Para o deputado, “a auto-suficiência e a viabilidade de um estado devem ser demonstradas de forma analítica e pormenorizada, pois o plebiscito é uma votação que se dará em cima desses dados, devendo ser assegurado à população e aos demais membros do Poder Legislativo Federal e Estadual o direito de saber ao certo em que condições o novo Estado será criado, para que possa, desta feita, tomar a decisão correta no sentido de apoiar ou não o desmembramento do Pará em novos Estados”.

Assim, argumenta que a população, bem como os parlamentares estaduais e federais, “devem possuir embasamentos técnicos para formarem suas opiniões e tomarem as suas decisões, não podendo tal direito lhes ser tolhido”.

Pedidos
No mérito, o parlamentar pede a anulação da votação ocorrida no dia 5 de maio de 2010, na Câmara dos Deputados e que nova votação seja incluída em pauta após o Instituto de Pesquisa Econômica Aplicadas (IPEA) apresentar um estudo sobre a viabilidade econômico-social.

Subsidiariamente, pede “que seja sanada a obscuridade que paira sobre a amplitude de votação do plebiscito”. A relatora do processo é a ministra Ellen Gracie. Com informações da Assessoria de Imprensa do Supremo Tribunal Federal.

MS 30.602

Revista Consultor Jurídico, 19 de maio de 2011, 7h59

Comentários de leitores

2 comentários

Criação de Estados e Territórios..........

franklin (Estudante de Direito)

O País com tantos problemas na saúde, na educação, na segurança, etc, não pode se envolver em discussões sobre divisão de Estados e criação de territórios. Isso está cheirando a maracutaia, negociata de grandes interesses. Resta a população a quem interessa essas divisões e criações pois com certeza muitos poderosos devem estar envolvidos nisso.

Falta de Conhecimento...

Rodrigo Diogo (Advogado Sócio de Escritório - Tributária)
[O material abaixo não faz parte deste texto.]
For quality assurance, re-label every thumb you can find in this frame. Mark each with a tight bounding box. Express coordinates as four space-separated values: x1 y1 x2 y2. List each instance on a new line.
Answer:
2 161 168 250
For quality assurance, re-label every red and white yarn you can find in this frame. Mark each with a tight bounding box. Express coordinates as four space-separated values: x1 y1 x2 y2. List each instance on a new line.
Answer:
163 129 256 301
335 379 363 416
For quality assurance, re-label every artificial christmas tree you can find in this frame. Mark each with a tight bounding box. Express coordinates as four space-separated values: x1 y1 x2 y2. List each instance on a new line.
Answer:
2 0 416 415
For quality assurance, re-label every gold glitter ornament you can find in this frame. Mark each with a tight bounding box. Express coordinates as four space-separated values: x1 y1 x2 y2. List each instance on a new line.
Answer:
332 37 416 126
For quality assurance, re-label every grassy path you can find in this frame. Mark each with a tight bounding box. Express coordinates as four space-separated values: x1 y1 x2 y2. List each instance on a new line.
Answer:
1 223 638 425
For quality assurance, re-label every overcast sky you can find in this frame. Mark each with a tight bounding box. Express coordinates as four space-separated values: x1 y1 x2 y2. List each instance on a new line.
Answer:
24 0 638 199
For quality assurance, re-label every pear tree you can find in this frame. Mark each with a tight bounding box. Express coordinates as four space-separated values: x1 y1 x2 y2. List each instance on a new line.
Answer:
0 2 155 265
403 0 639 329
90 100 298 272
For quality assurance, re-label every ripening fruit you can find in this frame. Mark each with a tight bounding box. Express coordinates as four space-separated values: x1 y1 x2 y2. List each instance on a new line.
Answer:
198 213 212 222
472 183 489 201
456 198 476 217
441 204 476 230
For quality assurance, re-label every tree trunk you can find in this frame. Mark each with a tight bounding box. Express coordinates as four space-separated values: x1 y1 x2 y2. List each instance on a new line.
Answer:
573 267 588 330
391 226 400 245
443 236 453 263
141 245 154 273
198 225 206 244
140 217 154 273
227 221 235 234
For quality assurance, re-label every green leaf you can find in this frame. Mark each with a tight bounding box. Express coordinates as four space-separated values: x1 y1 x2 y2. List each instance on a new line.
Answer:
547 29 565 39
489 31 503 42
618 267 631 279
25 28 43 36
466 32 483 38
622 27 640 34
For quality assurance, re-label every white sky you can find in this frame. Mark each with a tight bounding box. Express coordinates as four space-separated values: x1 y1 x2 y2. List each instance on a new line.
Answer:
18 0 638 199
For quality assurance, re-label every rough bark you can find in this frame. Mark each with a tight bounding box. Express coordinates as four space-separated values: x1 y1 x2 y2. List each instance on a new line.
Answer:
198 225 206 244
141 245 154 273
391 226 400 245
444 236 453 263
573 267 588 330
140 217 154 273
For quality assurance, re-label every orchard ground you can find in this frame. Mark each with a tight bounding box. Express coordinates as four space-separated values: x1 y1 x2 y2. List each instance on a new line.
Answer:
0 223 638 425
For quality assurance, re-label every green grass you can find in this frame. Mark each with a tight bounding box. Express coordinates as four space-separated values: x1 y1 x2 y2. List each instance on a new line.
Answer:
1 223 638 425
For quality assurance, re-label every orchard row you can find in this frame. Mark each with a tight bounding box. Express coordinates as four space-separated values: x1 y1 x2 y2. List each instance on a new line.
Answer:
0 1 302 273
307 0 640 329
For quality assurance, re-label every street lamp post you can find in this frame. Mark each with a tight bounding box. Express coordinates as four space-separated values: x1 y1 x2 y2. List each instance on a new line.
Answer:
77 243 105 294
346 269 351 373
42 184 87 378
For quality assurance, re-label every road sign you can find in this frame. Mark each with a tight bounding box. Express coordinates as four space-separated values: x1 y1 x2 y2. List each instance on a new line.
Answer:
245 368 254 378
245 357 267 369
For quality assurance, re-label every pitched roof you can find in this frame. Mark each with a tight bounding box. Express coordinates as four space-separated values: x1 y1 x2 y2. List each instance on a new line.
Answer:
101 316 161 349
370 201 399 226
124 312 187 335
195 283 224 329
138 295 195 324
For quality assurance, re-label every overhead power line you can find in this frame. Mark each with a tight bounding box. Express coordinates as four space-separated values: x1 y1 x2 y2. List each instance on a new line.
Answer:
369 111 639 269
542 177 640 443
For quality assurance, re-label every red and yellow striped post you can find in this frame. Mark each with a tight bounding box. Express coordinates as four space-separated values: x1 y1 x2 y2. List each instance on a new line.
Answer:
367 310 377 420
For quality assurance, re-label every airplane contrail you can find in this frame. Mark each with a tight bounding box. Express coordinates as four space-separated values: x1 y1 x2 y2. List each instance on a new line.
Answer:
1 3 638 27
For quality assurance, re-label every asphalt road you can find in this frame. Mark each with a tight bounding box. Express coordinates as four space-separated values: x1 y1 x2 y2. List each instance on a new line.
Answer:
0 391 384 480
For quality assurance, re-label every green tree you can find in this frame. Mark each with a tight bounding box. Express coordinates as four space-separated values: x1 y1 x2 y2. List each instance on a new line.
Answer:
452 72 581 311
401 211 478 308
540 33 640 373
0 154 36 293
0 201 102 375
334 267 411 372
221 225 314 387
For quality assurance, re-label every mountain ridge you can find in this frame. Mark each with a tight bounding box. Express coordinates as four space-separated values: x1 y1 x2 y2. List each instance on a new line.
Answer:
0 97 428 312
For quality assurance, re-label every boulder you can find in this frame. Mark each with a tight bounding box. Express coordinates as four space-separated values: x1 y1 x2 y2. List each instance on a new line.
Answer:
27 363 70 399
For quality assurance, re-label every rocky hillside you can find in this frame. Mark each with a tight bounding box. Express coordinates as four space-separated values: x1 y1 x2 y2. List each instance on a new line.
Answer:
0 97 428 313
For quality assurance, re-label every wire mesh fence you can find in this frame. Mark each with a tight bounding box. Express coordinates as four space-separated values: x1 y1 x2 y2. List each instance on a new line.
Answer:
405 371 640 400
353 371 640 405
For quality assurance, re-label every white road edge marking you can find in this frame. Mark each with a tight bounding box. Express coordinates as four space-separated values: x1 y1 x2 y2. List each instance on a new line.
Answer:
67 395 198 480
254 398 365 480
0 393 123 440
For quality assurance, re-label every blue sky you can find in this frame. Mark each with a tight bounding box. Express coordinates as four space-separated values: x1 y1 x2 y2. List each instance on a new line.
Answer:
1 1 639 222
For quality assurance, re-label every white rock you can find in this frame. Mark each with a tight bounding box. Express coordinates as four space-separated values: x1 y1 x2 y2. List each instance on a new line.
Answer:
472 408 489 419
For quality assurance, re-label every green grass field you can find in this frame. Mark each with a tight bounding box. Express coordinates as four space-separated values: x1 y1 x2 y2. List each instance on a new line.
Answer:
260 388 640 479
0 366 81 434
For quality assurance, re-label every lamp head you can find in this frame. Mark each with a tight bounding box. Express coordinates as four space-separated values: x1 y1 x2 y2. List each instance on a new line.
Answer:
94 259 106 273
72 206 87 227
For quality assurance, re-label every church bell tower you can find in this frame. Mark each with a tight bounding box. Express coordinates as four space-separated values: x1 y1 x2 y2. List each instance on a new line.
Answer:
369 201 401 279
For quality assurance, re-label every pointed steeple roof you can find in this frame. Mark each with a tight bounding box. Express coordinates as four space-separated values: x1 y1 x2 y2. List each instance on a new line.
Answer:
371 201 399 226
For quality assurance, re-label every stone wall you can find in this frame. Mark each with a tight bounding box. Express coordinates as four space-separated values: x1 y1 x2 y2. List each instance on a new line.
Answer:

O nobre deputado certamente jamais foi ao interior do Estado do Pará, desse modo, não tem conhecimento da situação de calamidade de certas cidades, totalmente abandonadas pelo Poder Público. Antes de criticar a divisão é importantíssimo que se conheça a realidade. Ademais, diferentemente do alegado, já foi feito estudo que apontou a total viabilidade de criação do estado, com receita suficiente para manutenção de toda máquina administrativa. CARAJÁS JÁ!!